Nell’antica Polinesia, la giovane Vaiana Waialiki (Catherine Laga’aia) è l’unica figlia di un capo villaggio proveniente da una lunga e valorosa schiatta di grandi navigatori ed esploratori, che però ha scelto di imporre una vita stanziale sulla piccola isola di Motunui. Quando però il pesce comincia a scarseggiare e la vegetazione a marcire, Vaiana propone al padre di prendere il mare in cerca di risorse. Dopo il rifiuto del genitore, la ragazza decide di partire comunque, seguendo la costellazione a forma di amo in cerca del leggendario semidio Maui (Dwayne “The Rock” Johnson).

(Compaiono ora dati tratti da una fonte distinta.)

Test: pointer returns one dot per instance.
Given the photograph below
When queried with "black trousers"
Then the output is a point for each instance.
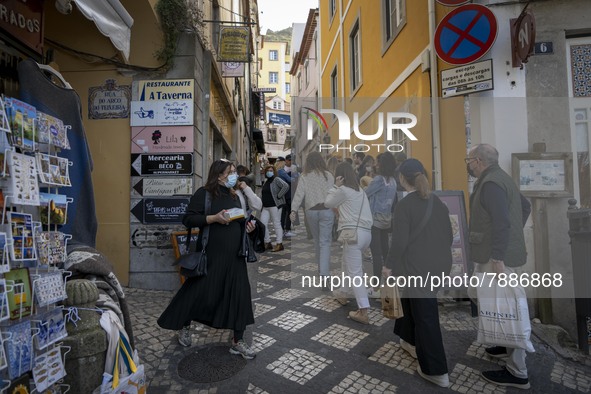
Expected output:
(420, 327)
(379, 249)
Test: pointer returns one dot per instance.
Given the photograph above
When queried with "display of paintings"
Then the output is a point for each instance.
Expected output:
(52, 328)
(23, 241)
(19, 386)
(51, 248)
(49, 368)
(4, 262)
(24, 187)
(19, 348)
(53, 170)
(20, 300)
(53, 208)
(49, 288)
(22, 118)
(51, 130)
(4, 313)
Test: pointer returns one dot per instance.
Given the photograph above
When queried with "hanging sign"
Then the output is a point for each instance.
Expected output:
(233, 44)
(160, 139)
(109, 101)
(162, 113)
(24, 21)
(232, 69)
(164, 187)
(166, 89)
(160, 210)
(465, 34)
(162, 164)
(472, 78)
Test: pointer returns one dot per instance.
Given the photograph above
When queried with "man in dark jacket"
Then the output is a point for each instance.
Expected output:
(497, 243)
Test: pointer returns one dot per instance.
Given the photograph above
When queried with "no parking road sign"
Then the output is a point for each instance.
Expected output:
(465, 34)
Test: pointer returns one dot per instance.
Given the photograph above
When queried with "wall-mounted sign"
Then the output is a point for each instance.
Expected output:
(162, 113)
(160, 139)
(160, 210)
(465, 34)
(164, 187)
(279, 118)
(475, 77)
(162, 164)
(523, 37)
(544, 48)
(166, 89)
(109, 101)
(232, 69)
(24, 21)
(233, 45)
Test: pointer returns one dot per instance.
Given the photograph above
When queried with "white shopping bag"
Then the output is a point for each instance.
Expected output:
(503, 316)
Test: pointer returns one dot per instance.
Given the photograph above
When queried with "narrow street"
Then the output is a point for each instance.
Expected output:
(306, 344)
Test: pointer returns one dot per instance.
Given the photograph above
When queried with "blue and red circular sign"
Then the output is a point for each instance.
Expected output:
(465, 34)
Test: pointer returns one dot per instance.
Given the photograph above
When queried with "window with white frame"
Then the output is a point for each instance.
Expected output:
(334, 88)
(355, 56)
(394, 18)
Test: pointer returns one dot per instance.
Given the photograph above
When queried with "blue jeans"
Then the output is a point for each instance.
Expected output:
(320, 223)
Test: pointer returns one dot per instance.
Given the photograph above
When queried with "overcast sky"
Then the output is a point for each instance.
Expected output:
(280, 14)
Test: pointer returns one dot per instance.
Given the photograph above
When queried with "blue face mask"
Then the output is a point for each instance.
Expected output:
(231, 182)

Diretto da Thomas Kail, Oceania è a tutti gli effetti forse uno dei risultati peggiori che la celeberrima major hollywoodiana potesse sfornare negli ultimi anni. Certo, la mania produttiva delle proprie trasposizioni in carne ed ossa ha regalato nel tempo al pubblico cinematografico di tutte le età alcune opere ben riuscite (Crudelia, ma anche il sottovalutato Ritorno al bosco dei 100 acri), mentre altre non hanno ottenuto il plauso unanime della critica e degli spettatori più affezionati. Oceania, purtroppo, si trova a dover ricoprire una posizione scomoda, in precario equilibrio tra la necessità produttiva e finanziaria di dover continuare ad inseguire un trend, e la volontà di non scontentare la generazione che dieci anni prima aveva premiato il cartoon originale con grandi incassi e successo inaspettato.

E Kail, al suo primo lungometraggio cinematografico (aveva diretto le riduzioni televisive di alcuni grandi show di Broadway, tra cui Grease e Hamilton), firma un’opera cinematografica fiacca e priva di carattere, ossessivamente aderente al film originario nei dialoghi, nelle sequenze, nelle canzoni, nella messa in scena tutta. Un’operazione di inspiegabile reverenza religiosa verso il successo del 2016 diretto da John Musker e Ron Clements che rimanda all’adattamento per filo e per segno che fu de Il Re Leone nel 2019. In questo ultimo caso, tuttavia, ci furono incassi da capogiro in tutto il mondo, mentre per Oceania (almeno sul mercato statunitense), pare al momento aleggiare odore di flop ed incassi decisamente al di sotto delle aspettative.

E non basta di certo la presenza possente di Dwayne “The Rock” Johnson (che qui interpreta il semi-dio Maui, lo stesso personaggio a cui aveva donato la voce dieci anni prima) o le musiche ormai leggendarie composte da Lin-Manuel Miranda per far assurgere il live-action di Oceania a remake degno di qualsivoglia nota. Un tentativo, l’ennesimo per Disney, di spremere fino all’osso uno dei suoi successi recenti più significativi, dimenticandosi però di custodire e proteggere gelosamente i (tanti) elementi che avevano reso il cartoon di Musker e Clements uno dei gioielli più luminescenti degli ultimi decenni nella Casa del Topo.
Oceania arriva nelle sale italiane a partire da mercoledì 19 agosto con Disney.